As you can see, this is unflinching and powerful stuff, and the story just goes farther and farther down the spiral until redemption of a sort eventually comes. Basically, Repult was a lost cause — he turned to an alcohol and drug dependency that was so hard that he was often unemployed and homeless, and was stealing money or valuables just to feed his addiction. How he winds up owning one of the US’s largest porn warehouses is nothing short of a miracle. However, the book is really about how Repult was saved and healed and brought into the church than it is about the countless times he hit rock bottom. Readers will probably be inspired by this aspect of the narrative, making Just Breathe a good read for both recovering addicts and the recently converted.
The second part of the book, which takes up the last third of the book, is basically a variant of the Alcoholics Anonymous 12-step program. This is the part of the book that I had some trouble with — as helpful and good intentioned it may be. You see, if you know anything about AA, it’s that anonymity is the spiritual foundation of all of the group’s traditions. Which is to say, what you learn in AA should stay in AA. Even admitting that you are in AA is a bit of a no-no as far as the group goes, so I’m pretty sure that Repult is breaking one of the 12 traditions just by mentioning that he is a member, as he does countless times in this book.
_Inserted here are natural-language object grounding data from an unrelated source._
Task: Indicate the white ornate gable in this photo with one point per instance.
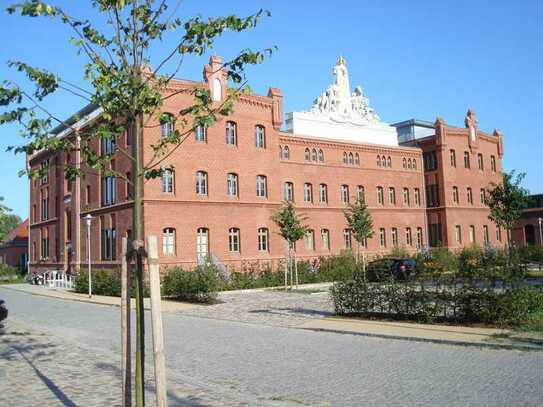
(339, 114)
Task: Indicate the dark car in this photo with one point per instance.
(387, 268)
(3, 310)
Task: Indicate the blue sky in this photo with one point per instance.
(419, 59)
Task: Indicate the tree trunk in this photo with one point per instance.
(137, 227)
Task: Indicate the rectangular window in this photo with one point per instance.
(345, 194)
(392, 196)
(380, 196)
(458, 234)
(308, 193)
(261, 186)
(323, 193)
(289, 192)
(382, 238)
(360, 194)
(310, 240)
(347, 241)
(453, 158)
(472, 234)
(108, 190)
(408, 237)
(325, 237)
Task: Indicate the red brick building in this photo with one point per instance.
(14, 250)
(228, 179)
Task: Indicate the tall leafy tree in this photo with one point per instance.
(360, 222)
(507, 200)
(120, 81)
(291, 228)
(8, 221)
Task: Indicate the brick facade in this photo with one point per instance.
(176, 216)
In a sense, I guess what I’m trying to say is that this part of the book harms the very recovery program that the author has benefited from. I’m not disagreeing that the section isn’t helpful. However, as a substitute for the real AA, some might find it lacking in foundation — it’s just the Big Book pared down with some Bible quotes added in. But, more to the point, you’re supposed to be anonymous at the level of press, radio and film in AA. That’s why they call it Alcoholics Anonymous. Just sayin’.
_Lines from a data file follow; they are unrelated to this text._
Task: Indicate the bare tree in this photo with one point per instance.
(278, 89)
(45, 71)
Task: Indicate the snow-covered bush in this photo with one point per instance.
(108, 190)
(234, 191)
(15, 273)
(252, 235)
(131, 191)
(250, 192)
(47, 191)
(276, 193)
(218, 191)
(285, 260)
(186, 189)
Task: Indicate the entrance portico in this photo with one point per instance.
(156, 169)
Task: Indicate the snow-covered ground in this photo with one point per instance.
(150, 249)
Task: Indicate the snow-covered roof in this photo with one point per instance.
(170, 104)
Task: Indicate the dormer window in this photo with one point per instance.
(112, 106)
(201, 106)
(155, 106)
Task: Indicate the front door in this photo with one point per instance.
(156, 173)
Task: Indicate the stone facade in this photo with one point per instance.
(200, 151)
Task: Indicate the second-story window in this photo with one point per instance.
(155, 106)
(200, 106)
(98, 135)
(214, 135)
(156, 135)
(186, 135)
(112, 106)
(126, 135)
Just Breathe is a brisk read of some 150 pages, and you can be over and done with this book in two or three hours. You may want to be done with the book that fast because it is generally, last section notwithstanding, a compelling and beguiling read. If I had any complaint about the book, it’s that you really don’t get a sense of how the porn industry works — a detail that would have been nice to know, but, given the religious topic of the book, would have probably been inappropriate to its sacred audience. Still, one walks away wondering if all it takes to be a porn kingpin is to make a few phone calls to retailers and talk them into buying your porn. (But how do you do that? How do you talk porn over the phone? Gah, the inner editor in me is crying out!)
In any event, despite its problems and controversial end section, Just Breathe is a compulsively readable book and it should be anyone’s go-to if they are contemplating giving one’s life over to Christ — especially if you’re as impulsive as the author paints himself in sections of his life story. (For instance, Repult buys house after house at escalating prices and is never happy with what he’s bought.) This is an enjoyable volume of a life lived in the hardest of circumstances at times, and there’s a great deal of inspiration and hope to be derived from this tale. If you have an addiction, but are feeling on fire for God, Just Breathe will show you the path to take from your ego to God’s will. That’s one thing the book does well, and makes this small title a worthy companion to take on your journey of recovery with you.
Keith Repult’s Just Breathe: All Stories Redeemable. All Brokenness Repairable. All Addictions Breakable. will be published by Broadstreet Publishing Group on September 1, 2017.